During 2004, I turned forty and was on a beach in Bulgaria with the family.  My choice of reading that summer was Robert Fisk's Great War For Civilisation: The Conquest of The Middle East.  In 1982, during Israeli invasion of Lebanon, a Hellfire missile was flown into the back of an Lebanese ambulance, killing six people.  Local people gathered the fragments of the rocket and brought them to Fisk, who lives in the country.  He did a routine check on the serial numbers and was surprised to find that instead of being issued the the Israeli Defence Force, the weapon belonged to the US Marine Corp.  The question was therefore how was a Marine Corp Hellfire missile come to be launched from a IDF gunship into the back of Lebanese ambulance?
His research showed that the US military task forces active in the Persian Gulf was sail home via the Suez Canal.  Instead of turning left and heading straight home through the Mediterranean, there would be a slight detour to the Northeast.  Unused consumables, including weapons, would be offloaded in Haifa.  The warships would return to their bases empty and would be resupplied at the expense of the US taxpayer.  The process was a secret subsidy to Israel.

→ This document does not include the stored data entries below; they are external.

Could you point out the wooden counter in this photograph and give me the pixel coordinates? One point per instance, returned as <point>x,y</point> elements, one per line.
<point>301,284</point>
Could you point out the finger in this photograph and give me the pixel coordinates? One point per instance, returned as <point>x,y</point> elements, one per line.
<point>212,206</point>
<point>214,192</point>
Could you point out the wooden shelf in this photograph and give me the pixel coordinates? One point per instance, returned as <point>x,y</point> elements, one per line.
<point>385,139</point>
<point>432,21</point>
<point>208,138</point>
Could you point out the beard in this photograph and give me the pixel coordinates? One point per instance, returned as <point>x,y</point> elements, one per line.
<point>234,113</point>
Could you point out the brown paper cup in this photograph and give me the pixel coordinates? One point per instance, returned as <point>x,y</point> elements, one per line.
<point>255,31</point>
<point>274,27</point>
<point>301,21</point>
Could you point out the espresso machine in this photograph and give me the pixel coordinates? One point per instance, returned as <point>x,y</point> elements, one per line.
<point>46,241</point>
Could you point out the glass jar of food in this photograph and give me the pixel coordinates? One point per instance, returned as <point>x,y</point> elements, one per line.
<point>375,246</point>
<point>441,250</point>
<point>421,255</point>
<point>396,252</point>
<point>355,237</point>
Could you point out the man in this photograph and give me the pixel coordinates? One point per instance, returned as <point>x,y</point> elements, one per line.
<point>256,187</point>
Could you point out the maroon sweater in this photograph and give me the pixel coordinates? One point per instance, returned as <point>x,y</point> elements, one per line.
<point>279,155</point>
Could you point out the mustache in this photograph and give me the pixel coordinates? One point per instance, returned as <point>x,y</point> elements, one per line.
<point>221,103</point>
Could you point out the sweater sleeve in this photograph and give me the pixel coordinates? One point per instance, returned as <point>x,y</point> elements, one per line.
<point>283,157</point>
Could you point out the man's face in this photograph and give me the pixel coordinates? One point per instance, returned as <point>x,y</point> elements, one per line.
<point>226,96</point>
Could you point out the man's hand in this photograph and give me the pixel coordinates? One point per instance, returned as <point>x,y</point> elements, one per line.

I knew that my encounter in Charlie's Bar not only confirmed Fisk's story but enlarged it.  It seems that Israel is not the only nation to benefit from American largesse.  Arms and supplies officially bound for US forces in Afghanistan were instead being sent to Egypt, Israel and goodness only knows what other US-backed nations en-route.

We come to today.  The UK is facing calls to take part in the bombing of Syria.  After the murderous outrages in Paris, the French have little choice.  In the UK, we do have a choice.  My experience in Israel has left me deeply cynical about the whole of the Middle Eastern wars.  It seems that the US is backing, either openly or in secret, many sides in the region.  Therefore adding to destruction will not in any way create peace.  It seems to me that the wars are a profit-driven venture.

Britain could instead start to genuinely act as an honest broker in the region.  This however would need a complete reversal to the policies currently being pursued.  Make no mistake here: as I outlined in my previous blog Drones, Britain is deeply embedded into arms research with Israel and the US.  This is wrong.

As such, I call upon my all friends and colleagues in the Liberal Democrats to have nothing further to do with these wars and not support the bombing of Syria.